自己評価は、取締役会自身が内省的に運営状況を振り返り、改善ポイントを明確にするための基本的な手法です。

メリットとデメリット

自己評価の主なメリットとしては、回答者に柔軟な時間が確保でき、匿名性を保つことで率直な意見が集まりやすい点が挙げられます。また、同一項目の定期的な評価により、運営改善の進捗を継続的に追跡できるため、改善のPDCAサイクルを円滑に回す基盤となります。

一方で、自己評価のデメリットとして、自社内での評価であるために客観性に欠ける可能性があり、過大評価や見落としが発生しやすい点が指摘されています。

具体的な実施手順

自己評価の実施に際しては、まず企業が目指すべき取締役会の在るべき姿と責務を関係者間で共有し、評価項目を明確化することが必要です。具体的な手順例は次のとおりです。

① 評価基準の策定

② アンケート調査やインタビューの実施

③ 集計と分析

④ 改善策の策定と反映

外部評価

外部評価は、自己評価の限界を補完するために、第三者の立場から客観性を加えて実施される方法です。専門の評価機関やコンサルタント、あるいは独立した外部の専門家に依頼して評価を実施することが一般的です。

メリットとデメリット

外部評価のメリットは、第三者の視点により、内部では気づきにくい問題点や改善課題を明確にできる点です。これにより、評価結果に対する信頼性が向上します。

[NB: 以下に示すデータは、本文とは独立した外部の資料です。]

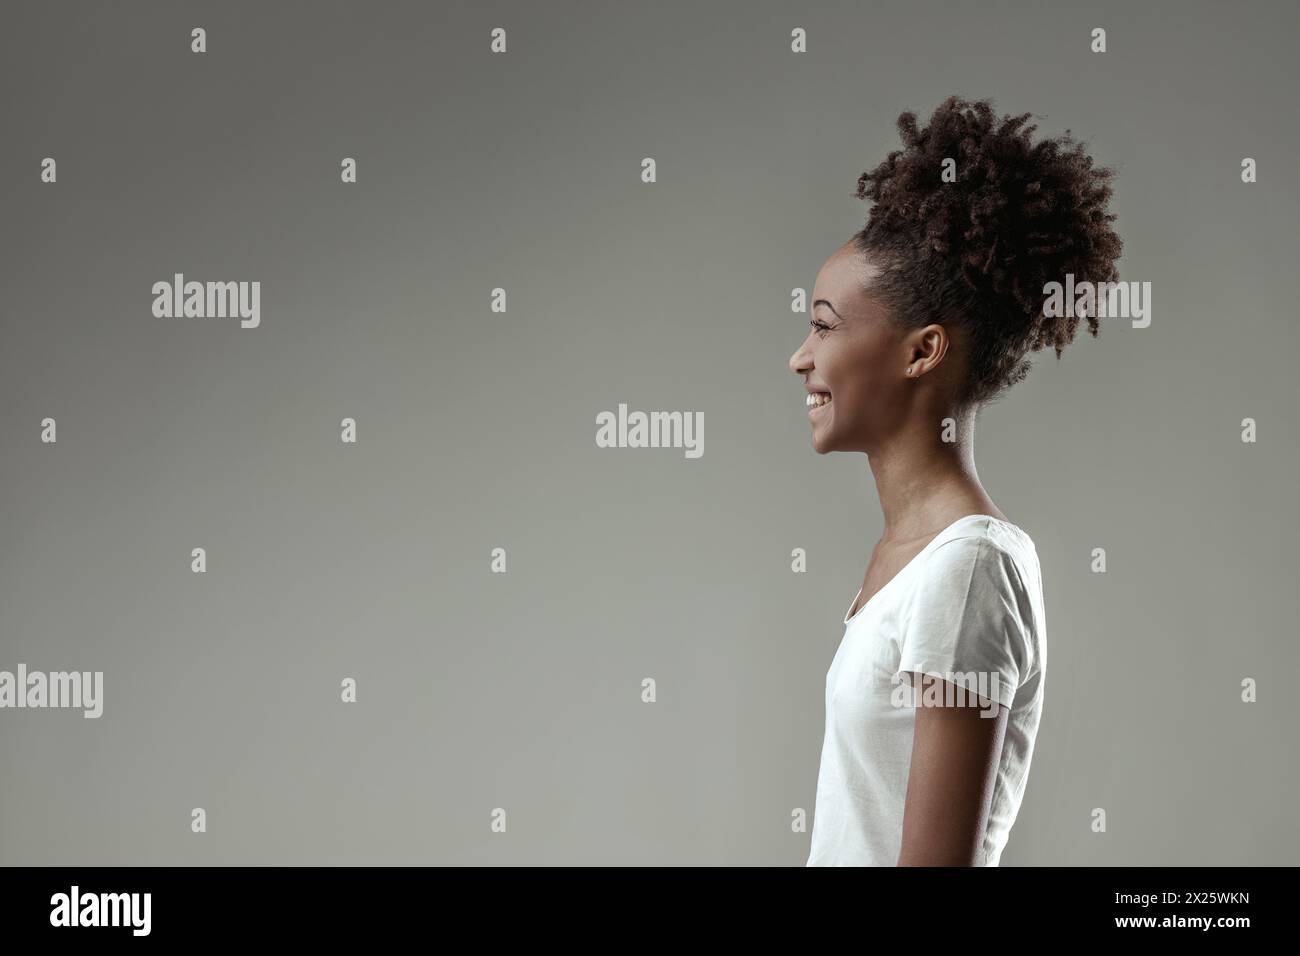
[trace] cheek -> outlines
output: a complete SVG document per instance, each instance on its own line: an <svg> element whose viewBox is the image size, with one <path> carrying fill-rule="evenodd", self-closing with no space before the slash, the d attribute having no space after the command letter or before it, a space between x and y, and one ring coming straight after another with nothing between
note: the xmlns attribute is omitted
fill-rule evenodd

デメリットとしては、評価費用や外部委託による手続きの複雑さが挙げられます。また、評価基準の設定や評価方法が十分に理解されない場合、評価結果に対する内部の受け入れが難しくなる恐れもあるため、十分な説明と調整が必要です。

具体的な実施手順

以下では、外部評価を行うにあたっての具体的な手順例を紹介します。

評価パートナーの選定
業界経験や知見が豊富な評価機関、または専門コンサルタントを選定します。評価実績や過去の事例を参考に、信頼性の高いパートナーを選ぶことが重要です。

評価方法のカスタマイズ
自社の取締役会の実態や目指す姿に合わせて、外部機関と協力し評価項目や評価方法をカスタマイズします。

評価の実施とフィードバック
実際の評価活動を実施し、得られたデータと専門家の意見を基にしたレポートを作成します。

改善策の議論と実行
外部評価の結果を踏まえ、取締役会内で議論を行いながら、具体的な改善策を定量的かつ定性的に検討し、実行に移していきます。

組み合わせ評価

組み合わせ評価は、自己評価と外部評価の両面を取り入れることで、それぞれの手法のメリットを相補的に活用し、よりバランスの取れた評価を実現する方法です。

この方法では、自己評価による定期的な内部チェックと、一定期間ごとに外部の専門家による客観的な評価とを併用します。これにより、内部視点と外部視点の両方から取締役会の運営状況を把握し、改善策の効果検証を継続的に行うことが可能となります。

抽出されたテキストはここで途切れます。